Удивленный подобным вопросом, Коновницын пожал плечами. В этот момент мимо них прошел милиционер, поздоровавшийся с Петром. Скрывшись в кабинете При-жогина, он уже через минуту вышел обратно, причем за ним следовал Вадим, злорадно посматривавший на Филиппа.
— Неужели его арестовали? — обрадованно спросил тот, глядя, как противник удаляется по коридору.
— Если бы его арестовали, то он шел бы впереди конвойного, заложив руки за спину, — откровенно засмеялся Петр.
— Пойдемте, Леонид Иванович вас, наверное, уже ждет.

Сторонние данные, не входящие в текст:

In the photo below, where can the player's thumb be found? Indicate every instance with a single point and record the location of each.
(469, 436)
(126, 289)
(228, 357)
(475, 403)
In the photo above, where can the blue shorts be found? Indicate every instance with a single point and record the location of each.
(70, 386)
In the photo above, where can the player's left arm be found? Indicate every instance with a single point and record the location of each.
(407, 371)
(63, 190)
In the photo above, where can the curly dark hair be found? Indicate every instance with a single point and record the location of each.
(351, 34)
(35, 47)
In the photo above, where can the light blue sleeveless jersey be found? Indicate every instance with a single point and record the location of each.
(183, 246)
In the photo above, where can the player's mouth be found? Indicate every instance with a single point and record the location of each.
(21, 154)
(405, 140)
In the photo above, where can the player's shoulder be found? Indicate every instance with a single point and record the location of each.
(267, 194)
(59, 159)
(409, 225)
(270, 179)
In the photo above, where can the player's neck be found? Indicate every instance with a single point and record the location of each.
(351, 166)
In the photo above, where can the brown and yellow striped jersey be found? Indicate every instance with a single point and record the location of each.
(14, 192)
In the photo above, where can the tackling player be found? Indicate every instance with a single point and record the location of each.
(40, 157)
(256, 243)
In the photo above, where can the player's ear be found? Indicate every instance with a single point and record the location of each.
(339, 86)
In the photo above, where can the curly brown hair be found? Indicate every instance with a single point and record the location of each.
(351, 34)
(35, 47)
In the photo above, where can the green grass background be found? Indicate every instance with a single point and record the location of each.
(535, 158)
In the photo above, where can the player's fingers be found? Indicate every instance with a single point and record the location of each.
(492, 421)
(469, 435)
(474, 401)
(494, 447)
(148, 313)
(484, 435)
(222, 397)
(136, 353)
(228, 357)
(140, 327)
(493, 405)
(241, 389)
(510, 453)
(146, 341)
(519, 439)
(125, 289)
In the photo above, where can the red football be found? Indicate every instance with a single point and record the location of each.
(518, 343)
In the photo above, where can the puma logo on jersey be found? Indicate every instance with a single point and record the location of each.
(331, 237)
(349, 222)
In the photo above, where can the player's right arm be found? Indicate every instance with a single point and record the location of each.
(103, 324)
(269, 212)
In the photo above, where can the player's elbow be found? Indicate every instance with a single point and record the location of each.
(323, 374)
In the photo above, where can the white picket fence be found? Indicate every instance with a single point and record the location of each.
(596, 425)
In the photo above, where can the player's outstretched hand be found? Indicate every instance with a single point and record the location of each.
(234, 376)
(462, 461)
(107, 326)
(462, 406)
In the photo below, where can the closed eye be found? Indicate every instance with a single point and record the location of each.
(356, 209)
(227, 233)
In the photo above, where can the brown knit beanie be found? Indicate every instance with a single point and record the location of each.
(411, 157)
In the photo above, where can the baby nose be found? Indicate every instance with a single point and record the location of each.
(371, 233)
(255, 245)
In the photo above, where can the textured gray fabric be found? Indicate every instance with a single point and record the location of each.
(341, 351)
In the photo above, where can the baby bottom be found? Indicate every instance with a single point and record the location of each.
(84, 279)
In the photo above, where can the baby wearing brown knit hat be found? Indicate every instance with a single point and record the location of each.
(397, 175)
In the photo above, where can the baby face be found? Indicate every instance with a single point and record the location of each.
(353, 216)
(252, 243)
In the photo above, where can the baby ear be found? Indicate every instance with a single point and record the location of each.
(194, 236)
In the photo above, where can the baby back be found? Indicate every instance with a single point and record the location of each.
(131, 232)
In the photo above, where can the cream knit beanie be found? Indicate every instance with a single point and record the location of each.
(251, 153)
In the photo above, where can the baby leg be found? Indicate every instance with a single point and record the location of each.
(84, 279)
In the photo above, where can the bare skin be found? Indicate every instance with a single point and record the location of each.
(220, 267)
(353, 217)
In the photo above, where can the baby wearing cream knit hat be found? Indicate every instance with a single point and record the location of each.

— Я надеюсь, вы пришли сюда не только для того, чтобы выяснять личные отношения в стиле подвыпивших подростков? — сухо поинтересовался Прижогин, стоило Филиппу занять стул, еще не остывший от седалища соперника.
Коновницын почувствовал упрек, содержавшийся в тоне вопроса.
— Извините, что не сдержался, но он, наверное, уже рассказал вам, в чем дело.
— Рассказал. Так что у вас?
— Я тут уже говорил Петру, — и Филипп оглянулся на молодого следователя, — что Полина обещала позвонить через пару дней после встречи, чтобы узнать, согласен ли я уехать вместе с ней. Но вот прошла уже неделя, а от нее ни слуху ни духу. Я звонил ее родителям, но они ничего не знают.
— Вы думаете, это серьезно?
— Я понимаю ваш вопрос — да, дамы легкого поведения не отличаются обязательностью, но здесь случай иной. Если она действительно так боялась Бориса, как говорила мне на кладбище, и твердо решила от него скрыться, то возникает два варианта.
— Первый — что она решила уехать без вас?
— Да, — кивнул Коновницын, — но в таком случае зачем было звонить и встречаться? Мне лично более вероятным кажется другой вариант — Борис мог выследить ее и похитить. Тем более — это я вам уже рассказывал — деньги за отцовскую квартиру были у нее. И это очень приличная сумма — свыше полутораста тысяч долларов!
— Н-да, — после небольшого раздумья кивнул Прижогин.
— Это действительно серьезно. Надо немедленно организовать ее поиски и попутно установить слежку за Выжляевым, — приказал он Петру, который понятливо кивнул и быстро покинул кабинет. — Кстати, насколько я знаю, у вас есть один друг, который работает патологоанатомом в морге?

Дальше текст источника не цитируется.